Applications in the field of education are no less promising. Prasad Ram, aka Pram, applied his years of experience at Google to start a non-profit organisation called Gooru. After years of working with students across ages, he had an interesting observation. The fundamental problem with the education system is that we are asking everyone to reach the same destination not knowing their personal starting point. Different students in the same class might be at different levels of a subject's understanding, and it is difficult to pinpoint which concept isn't understood by whom. Ram's platform has developed tools to enable a student to spot his or her specific area of deficiency and customise the learning to catch up. His next goal is to bring the same clarity to a student who might not have access to a personal laptop and a learning system in rural India.

With all these examples, we can see a trend on the multiple uses of Big Data.
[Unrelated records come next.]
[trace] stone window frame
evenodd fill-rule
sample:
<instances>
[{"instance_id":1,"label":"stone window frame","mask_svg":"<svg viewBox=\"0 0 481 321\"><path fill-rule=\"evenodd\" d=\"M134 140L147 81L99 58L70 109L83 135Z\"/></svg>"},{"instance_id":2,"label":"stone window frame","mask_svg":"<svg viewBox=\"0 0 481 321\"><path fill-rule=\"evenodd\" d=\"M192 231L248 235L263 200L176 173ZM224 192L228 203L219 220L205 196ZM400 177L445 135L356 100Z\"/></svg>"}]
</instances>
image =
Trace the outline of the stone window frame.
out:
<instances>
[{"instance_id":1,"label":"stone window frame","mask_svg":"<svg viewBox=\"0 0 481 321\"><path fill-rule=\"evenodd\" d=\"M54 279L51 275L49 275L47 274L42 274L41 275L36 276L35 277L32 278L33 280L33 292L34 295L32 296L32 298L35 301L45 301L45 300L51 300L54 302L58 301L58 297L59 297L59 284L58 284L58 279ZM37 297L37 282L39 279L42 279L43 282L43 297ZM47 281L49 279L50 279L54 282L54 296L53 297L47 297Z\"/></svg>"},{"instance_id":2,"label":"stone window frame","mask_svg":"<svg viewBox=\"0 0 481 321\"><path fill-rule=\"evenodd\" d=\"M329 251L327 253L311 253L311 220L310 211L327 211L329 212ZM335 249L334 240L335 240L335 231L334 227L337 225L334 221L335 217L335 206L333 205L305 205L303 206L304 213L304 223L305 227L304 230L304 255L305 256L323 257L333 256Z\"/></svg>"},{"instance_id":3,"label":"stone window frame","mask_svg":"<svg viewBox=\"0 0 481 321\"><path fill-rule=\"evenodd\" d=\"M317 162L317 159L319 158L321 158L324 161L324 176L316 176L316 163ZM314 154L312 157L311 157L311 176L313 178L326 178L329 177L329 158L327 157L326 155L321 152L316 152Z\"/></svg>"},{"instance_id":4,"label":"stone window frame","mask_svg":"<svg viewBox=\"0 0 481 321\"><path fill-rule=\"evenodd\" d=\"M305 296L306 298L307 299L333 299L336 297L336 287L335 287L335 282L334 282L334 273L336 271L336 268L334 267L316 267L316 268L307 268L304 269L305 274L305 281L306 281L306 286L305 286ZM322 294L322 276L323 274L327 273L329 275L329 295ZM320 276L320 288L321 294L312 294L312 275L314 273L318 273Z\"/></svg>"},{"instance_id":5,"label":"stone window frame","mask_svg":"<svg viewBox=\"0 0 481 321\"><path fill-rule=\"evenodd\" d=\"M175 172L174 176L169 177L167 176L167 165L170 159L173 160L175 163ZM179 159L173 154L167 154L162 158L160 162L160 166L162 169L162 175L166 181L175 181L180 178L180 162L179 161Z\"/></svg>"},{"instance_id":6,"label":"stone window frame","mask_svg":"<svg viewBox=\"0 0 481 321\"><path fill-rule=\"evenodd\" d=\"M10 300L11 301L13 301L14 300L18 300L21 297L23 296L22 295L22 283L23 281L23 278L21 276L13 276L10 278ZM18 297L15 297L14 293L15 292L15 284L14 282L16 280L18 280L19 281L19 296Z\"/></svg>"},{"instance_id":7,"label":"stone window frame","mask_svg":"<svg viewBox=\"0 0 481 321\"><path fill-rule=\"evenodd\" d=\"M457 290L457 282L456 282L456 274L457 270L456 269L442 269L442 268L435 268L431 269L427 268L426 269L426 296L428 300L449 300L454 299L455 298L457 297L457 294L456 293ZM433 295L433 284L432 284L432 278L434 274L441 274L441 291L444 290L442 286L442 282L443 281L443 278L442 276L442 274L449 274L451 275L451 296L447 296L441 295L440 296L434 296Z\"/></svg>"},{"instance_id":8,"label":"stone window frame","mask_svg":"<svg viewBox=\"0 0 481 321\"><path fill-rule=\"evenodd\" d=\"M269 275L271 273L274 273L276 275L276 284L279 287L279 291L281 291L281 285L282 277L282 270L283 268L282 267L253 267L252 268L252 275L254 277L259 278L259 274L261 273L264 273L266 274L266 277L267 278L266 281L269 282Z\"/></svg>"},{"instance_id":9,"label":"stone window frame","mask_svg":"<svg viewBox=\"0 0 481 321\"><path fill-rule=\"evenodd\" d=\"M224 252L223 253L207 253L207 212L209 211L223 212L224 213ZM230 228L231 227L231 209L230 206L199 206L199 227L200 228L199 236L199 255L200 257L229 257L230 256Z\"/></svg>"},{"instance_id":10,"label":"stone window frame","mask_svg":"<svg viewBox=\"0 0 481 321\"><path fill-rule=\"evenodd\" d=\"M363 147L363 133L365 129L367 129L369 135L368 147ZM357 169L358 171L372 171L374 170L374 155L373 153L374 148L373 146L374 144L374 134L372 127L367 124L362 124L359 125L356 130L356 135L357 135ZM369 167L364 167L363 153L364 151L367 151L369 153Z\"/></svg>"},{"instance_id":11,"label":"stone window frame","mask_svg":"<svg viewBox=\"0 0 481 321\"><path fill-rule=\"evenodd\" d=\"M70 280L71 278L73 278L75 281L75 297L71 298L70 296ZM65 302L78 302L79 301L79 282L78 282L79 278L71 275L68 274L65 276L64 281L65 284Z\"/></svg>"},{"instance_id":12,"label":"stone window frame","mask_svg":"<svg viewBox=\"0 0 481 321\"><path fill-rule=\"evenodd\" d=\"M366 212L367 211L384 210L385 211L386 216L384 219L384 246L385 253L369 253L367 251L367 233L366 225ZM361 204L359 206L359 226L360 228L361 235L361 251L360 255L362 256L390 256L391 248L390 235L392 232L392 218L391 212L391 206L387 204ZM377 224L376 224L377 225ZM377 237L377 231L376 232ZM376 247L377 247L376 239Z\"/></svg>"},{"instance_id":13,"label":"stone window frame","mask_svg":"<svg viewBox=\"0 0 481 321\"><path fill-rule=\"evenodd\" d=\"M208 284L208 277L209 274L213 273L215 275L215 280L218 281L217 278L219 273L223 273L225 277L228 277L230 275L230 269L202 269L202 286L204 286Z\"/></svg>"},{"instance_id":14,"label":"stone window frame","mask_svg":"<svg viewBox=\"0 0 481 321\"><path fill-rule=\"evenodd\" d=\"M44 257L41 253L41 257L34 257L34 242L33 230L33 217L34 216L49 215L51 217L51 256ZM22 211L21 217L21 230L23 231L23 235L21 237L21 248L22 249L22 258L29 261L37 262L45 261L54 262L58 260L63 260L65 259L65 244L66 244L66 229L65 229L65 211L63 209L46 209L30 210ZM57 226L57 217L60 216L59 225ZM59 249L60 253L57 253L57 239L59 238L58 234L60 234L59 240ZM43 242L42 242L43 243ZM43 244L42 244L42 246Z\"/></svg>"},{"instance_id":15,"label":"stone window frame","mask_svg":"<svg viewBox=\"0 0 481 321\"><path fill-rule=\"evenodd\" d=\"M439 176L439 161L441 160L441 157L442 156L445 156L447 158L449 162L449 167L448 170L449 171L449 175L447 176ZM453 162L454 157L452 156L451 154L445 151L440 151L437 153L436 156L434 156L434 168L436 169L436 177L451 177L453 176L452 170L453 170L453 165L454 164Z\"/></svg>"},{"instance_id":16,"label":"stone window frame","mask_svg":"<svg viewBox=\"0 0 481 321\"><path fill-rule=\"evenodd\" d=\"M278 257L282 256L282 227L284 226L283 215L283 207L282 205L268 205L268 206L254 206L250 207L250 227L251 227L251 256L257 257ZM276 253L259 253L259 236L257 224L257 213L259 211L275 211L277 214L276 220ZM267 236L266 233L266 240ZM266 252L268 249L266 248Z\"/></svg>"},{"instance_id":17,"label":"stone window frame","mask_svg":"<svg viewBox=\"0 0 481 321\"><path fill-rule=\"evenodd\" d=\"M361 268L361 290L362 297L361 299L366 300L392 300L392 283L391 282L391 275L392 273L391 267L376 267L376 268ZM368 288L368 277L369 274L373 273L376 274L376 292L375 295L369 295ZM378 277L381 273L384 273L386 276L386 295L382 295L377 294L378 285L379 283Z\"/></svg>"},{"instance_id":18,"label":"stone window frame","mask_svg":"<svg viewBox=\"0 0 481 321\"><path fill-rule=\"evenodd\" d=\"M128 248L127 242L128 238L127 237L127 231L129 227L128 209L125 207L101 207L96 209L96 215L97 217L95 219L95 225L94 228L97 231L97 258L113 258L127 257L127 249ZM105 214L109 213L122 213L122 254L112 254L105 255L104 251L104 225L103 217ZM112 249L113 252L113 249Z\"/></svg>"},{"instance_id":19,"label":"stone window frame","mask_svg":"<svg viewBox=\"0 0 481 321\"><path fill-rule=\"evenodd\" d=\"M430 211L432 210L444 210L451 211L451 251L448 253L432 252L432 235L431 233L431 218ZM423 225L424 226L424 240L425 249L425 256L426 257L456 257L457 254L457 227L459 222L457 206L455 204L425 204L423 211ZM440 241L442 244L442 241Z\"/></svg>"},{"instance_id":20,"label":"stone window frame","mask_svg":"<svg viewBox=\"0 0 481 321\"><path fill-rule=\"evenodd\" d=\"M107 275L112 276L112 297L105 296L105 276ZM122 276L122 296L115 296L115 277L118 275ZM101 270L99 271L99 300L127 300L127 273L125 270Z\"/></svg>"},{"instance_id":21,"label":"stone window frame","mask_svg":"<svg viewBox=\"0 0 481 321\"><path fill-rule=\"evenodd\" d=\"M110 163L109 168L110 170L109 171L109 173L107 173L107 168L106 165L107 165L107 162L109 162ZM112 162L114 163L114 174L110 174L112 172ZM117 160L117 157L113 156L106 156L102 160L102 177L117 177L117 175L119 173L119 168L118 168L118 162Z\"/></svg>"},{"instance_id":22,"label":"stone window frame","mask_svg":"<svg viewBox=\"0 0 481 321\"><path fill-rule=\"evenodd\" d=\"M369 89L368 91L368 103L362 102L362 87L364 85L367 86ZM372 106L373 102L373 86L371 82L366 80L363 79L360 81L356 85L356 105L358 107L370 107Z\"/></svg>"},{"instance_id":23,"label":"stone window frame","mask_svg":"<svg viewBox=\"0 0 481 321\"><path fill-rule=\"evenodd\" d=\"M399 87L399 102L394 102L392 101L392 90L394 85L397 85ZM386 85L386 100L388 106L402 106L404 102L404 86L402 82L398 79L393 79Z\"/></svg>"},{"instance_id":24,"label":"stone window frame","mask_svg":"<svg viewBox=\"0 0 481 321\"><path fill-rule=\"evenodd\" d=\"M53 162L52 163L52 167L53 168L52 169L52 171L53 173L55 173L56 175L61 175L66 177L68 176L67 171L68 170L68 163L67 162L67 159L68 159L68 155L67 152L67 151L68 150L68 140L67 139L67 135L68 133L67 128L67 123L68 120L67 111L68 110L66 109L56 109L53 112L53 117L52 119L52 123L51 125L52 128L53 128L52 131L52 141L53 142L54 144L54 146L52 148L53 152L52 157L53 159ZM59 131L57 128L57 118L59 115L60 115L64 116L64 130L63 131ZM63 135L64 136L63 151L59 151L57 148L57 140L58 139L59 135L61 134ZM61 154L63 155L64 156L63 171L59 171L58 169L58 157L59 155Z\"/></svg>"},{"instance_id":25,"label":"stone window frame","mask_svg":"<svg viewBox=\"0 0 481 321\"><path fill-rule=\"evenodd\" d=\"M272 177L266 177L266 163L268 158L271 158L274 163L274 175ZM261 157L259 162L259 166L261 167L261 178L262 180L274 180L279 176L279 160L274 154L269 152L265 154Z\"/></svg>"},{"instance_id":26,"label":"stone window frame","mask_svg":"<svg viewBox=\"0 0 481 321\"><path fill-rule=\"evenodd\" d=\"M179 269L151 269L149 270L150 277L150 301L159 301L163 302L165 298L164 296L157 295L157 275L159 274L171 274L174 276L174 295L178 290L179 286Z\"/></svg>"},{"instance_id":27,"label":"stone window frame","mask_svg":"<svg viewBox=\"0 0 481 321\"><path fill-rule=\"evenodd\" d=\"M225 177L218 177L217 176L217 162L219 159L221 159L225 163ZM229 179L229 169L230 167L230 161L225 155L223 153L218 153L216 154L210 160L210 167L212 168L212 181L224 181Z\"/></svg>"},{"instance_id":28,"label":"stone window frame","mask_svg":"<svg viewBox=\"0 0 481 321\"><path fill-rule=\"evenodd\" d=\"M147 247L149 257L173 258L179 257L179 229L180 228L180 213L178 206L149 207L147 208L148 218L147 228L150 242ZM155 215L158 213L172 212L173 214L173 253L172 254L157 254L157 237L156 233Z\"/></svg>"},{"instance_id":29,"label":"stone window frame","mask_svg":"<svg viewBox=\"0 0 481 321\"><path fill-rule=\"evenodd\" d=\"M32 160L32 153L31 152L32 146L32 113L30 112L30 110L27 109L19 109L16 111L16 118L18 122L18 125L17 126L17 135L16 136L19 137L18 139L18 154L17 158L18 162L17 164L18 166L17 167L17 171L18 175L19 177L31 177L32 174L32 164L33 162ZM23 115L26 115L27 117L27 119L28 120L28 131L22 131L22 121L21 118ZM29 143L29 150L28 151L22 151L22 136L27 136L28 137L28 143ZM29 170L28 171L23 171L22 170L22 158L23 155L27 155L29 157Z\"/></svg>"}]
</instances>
India has a huge role to play in being a creator as well as a beneficiary in this data economy.

Since copious amounts of data are needed to make any prediction, a lot of the buzz has been about collecting large quantities and finding better ways to store, manage, analyse and make sense of it. It's in my conversations with scientists Uma Ramakrishnan and Shannon Olsson that I truly understood what makes Big Data so meaningful.

The human brain is an enormously complex organ, as we all know, with over 80 billion neurons. Despite all this neuron power, we cannot locate objects as quickly or efficiently as a mosquito can find a human. Yet, the mosquito only has about 100,000 neurons in its brain. Its precision targeting ability must lie in how those 100,000 neurons work together. Likewise, it is not the amount of data, but how storehouses of it interact with one another that make the difference. And it is scientists processing the data that we pass by everyday without thinking, be it tiger faeces or insect behaviour, and make sense out of it that points to endless possibilities. There might exist enough computer power to match the collective human brain power, but that's just raw data. The real magic is in the way we all become scientists, studying all that surrounds us and making sense of it in our own way. It's in our ability to become the child who asks 'why' incessantly. And it is by asking 'Why not?' that we stay true to our purpose. In Shannon's words, "In this information age, our greatest challenge is not locating information, it's knowing what to do with it when we have it. And we still can't even compete with a mosquito on that level!"

As though to answer Andy Grove's demand, albeit a couple of decades later, a new book by Rick Smolan, The Good Fight, has arrived and it does have the moving pictures within its covers, thanks to mobile technology and augmented reality. Many technologies that we argued over, discussed, dreamt of and invested in while I was at Intel are a reality today. Some fell by the wayside, while others went beyond our wildest imagination. Delivering Durian to a Singaporean home through e-commerce was an innovation replaced by drones delivering medicines to rural areas, which also became old news even before it caught the public eye. It is in those corridors as a young professional that I learnt that the only constant in life is change and that to stay relevant, we have to reinvent our businesses, our homes and ourselves at a exponential pace. While it is thrilling to see some of the futures we had imagined come true, it is still that signature of Andy that leaves me with a lump in my throat, grateful for having had an opportunity to learn from the best. Despite all the Big Data, it's the smallest moments, the simplest acts of kindness, that stay with us forever.